Neologism Learning as a Parameter-Efficient Alternative to Fine-Tuning for Model Steering
Sungjoon Park, Varun Ramamurthi, Owen Terry
TL;DR
The paper investigates using neologisms—inserted vocabulary tokens with frozen model weights—to steer large language models in a parameter-efficient manner. It compares neologism learning against LoRA-based fine-tuning under matched data and hyperparameters, finding neologisms often achieve comparable or superior concept adherence with far fewer trainable parameters. The study further explores self-verbalization behaviors and the flexibility of steering via natural-language modifiers, highlighting practical advantages for modular, low-cost control. While acknowledging limitations in training setups, the results support neologism-based steering as a promising alternative to traditional fine-tuning for targeted behavioral control in LLMs.
Abstract
In language modeling, neologisms are new tokens trained to represent a concept not already included in a given model's vocabulary.
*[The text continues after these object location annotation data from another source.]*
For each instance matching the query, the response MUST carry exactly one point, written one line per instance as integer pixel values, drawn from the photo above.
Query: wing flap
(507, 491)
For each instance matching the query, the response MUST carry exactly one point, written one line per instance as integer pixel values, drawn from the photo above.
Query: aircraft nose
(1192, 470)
Neologisms can be used to encourage specific behavior in models, for example by appending prompts with "Give me a neologism answer." Behavioral steering can also be achieved through fine-tuning, albeit with more compute and less flexibility: learning a neologism only trains d parameters and allows the user to still access the model's default behavior. We compare the performance of neologism learning against low-rank adaptation (LoRA) fine-tuning, finding that neologisms outperform fine-tuned models under a matched training setup (same data and hyperparameters). We also investigate self-verbalizations of neologisms, and observe that the model will occasionally make up its own new words when asked about a neologism.